The TCA provides for three types of general enforcement measures: administrative orders, criminal lawsuits and actions for damages.
In the criminal context, the Office receives complaints alleging violations of the TCA. After receiving a complaint from the Secretariat, the Commission will either conduct an investigation or refer the investigation to an ad hoc subcommittee. If it is found that a business operator is in violation of the TCA, the Commission may issue an order or send an opinion advocating criminal prosecution to the Attorney General, who may assign a public prosecutor to proceed with a criminal action.
Penalties for violations of substantive provisions
If a business operator is required to obtain permission from the Commission before conducting a merger, but fails to do so, the business operator will be subject to imprisonment not exceeding three years or a fine not exceeding 6 million baht, or both. If the offence is repeated, the penalty will be doubled.
Penalties for violations of procedural provisions
The Commission may also order a business operator to suspend, cease, rectify or vary a merger considered to be in violation of the TCA. Any person who fails to comply with an order will be liable to imprisonment for a term of one to three years, a fine of 2 million to 6 million baht, or both, as well as a daily fine not exceeding 50,000 baht throughout the period of the violation.
vii Civil actions by consumers
The TCA will entitle any person who sustains damages arising from a violation of Section 26 to bring suit for compensation in a civil court of proper jurisdiction. The Consumer Protection Commission or an association established under the law on consumer protection may also bring a lawsuit for damages against the offending business operator on behalf of consumers or members of the association. In an action by consumers, the injured party may recover only actual damages, plus attorneys’ fees and costs. The burden of proof is on the injured party to prove the business operator’s actions caused damages to the business of the injured party.

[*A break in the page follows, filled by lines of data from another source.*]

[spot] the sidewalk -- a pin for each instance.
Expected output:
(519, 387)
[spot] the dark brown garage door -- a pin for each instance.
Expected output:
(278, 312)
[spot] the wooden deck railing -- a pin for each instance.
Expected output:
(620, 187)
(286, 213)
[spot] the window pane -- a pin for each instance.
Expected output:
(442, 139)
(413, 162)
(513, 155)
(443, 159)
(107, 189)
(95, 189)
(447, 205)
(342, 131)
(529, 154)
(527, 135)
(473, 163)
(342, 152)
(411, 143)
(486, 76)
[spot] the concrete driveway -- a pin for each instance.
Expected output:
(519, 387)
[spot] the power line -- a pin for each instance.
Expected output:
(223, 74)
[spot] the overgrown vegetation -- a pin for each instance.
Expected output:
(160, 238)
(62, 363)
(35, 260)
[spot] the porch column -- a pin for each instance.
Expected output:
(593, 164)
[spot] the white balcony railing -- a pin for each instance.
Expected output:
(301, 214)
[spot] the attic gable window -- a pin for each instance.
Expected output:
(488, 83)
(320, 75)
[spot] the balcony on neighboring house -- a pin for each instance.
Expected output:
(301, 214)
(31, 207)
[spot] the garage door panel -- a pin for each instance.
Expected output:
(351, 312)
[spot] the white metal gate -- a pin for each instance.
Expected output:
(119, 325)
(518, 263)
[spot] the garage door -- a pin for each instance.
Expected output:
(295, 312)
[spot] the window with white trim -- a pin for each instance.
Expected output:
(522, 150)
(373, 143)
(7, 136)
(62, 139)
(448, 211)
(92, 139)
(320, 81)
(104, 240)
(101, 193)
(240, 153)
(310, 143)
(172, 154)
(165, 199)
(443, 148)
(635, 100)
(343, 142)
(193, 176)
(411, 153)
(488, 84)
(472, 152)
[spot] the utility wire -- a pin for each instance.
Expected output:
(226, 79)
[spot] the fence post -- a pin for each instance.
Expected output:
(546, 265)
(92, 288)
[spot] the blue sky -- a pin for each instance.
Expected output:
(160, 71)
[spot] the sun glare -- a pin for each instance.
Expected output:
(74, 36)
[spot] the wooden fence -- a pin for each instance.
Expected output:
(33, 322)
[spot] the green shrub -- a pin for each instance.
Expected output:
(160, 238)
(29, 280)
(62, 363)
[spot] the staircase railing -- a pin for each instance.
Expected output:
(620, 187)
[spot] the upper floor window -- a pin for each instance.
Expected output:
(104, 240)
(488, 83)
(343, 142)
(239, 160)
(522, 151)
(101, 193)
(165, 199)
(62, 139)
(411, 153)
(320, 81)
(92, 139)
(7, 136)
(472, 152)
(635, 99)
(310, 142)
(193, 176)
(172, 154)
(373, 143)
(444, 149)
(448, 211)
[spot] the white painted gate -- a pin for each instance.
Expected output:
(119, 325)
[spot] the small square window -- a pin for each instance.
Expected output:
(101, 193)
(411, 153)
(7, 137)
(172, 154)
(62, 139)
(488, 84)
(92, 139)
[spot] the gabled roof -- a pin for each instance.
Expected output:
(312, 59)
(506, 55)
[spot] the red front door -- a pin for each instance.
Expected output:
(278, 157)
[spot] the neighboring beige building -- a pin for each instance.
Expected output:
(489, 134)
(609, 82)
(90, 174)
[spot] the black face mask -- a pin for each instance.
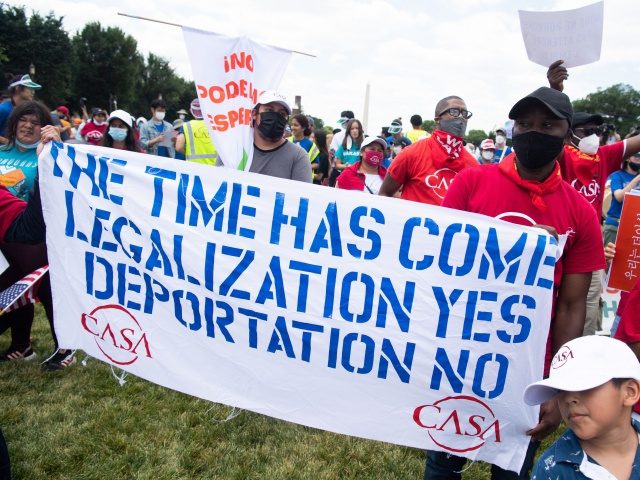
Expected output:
(535, 150)
(272, 125)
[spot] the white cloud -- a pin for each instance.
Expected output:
(412, 52)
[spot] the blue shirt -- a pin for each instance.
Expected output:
(6, 108)
(565, 460)
(619, 180)
(18, 170)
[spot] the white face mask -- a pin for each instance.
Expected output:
(590, 144)
(487, 154)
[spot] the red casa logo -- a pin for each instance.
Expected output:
(458, 424)
(117, 334)
(440, 180)
(590, 192)
(560, 358)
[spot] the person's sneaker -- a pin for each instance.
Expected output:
(11, 354)
(61, 359)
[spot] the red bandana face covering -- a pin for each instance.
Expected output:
(451, 144)
(537, 190)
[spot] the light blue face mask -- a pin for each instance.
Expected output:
(27, 146)
(118, 134)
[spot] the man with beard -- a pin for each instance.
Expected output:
(273, 155)
(426, 169)
(586, 165)
(527, 188)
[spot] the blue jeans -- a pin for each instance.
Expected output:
(444, 466)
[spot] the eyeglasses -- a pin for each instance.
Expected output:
(590, 131)
(457, 112)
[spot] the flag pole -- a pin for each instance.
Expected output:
(183, 26)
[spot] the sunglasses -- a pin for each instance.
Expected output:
(457, 112)
(590, 131)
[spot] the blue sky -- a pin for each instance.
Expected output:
(411, 52)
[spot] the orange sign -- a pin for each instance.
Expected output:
(625, 268)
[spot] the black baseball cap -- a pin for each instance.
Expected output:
(582, 118)
(556, 101)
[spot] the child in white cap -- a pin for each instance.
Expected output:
(596, 382)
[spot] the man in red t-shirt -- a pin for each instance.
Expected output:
(586, 165)
(426, 168)
(526, 188)
(628, 329)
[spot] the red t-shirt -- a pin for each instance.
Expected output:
(629, 327)
(93, 133)
(421, 180)
(610, 160)
(488, 191)
(10, 207)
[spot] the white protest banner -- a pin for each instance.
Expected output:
(230, 73)
(574, 36)
(363, 315)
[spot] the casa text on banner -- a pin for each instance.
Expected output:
(358, 314)
(230, 73)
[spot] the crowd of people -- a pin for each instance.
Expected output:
(553, 175)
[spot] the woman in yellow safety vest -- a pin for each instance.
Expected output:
(301, 129)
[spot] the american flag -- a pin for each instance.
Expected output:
(21, 293)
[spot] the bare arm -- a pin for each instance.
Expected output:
(619, 194)
(571, 310)
(557, 74)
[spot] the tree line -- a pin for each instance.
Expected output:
(101, 64)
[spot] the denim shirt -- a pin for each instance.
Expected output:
(565, 459)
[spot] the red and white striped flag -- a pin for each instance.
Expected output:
(23, 292)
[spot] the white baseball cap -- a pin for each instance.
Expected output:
(269, 96)
(122, 115)
(582, 364)
(369, 140)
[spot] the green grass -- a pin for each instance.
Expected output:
(81, 424)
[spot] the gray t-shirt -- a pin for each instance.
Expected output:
(288, 161)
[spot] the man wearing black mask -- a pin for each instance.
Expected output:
(273, 155)
(586, 165)
(526, 188)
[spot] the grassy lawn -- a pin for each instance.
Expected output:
(81, 424)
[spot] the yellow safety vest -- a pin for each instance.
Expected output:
(198, 146)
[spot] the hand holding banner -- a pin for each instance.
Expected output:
(574, 36)
(374, 317)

IV OUTLOOK AND CONCLUSIONS
In February and March 2016, the Cabinet passed resolutions approving, in principle, a new draft of the Trade and Competition Act (New Act). Although the general principles regarding abuse of dominant position, mergers, collusive conduct and unfair trade practices remain the same, the New Act aims to overhaul the TCA by transforming the Commission into an independent agency. Of particular relevance to mergers is the fact that the New Act plans to criminalise overseas mergers that result in monopolies or unfair competition in Thailand. Further, the New Act will increase the penalty to a fine not exceeding 20 per cent of the offender’s income during the year of the offence, but will remove the imprisonment penalty for mergers.
The New Act is currently being reviewed by the Council of State, after which it will be sent to the National Legislative Assembly for further consideration and enactment. There is no clear timeline on when the New Act will come into effect and, given the lack of subsidiary legislation to implement merger controls, the TCA will remain a paper tiger.
1 Panuwat Chalongkuamdee is a partner and Parithat Chamnongsilp is an associate at Weerawong, Chinnavat & Peangpanor Ltd.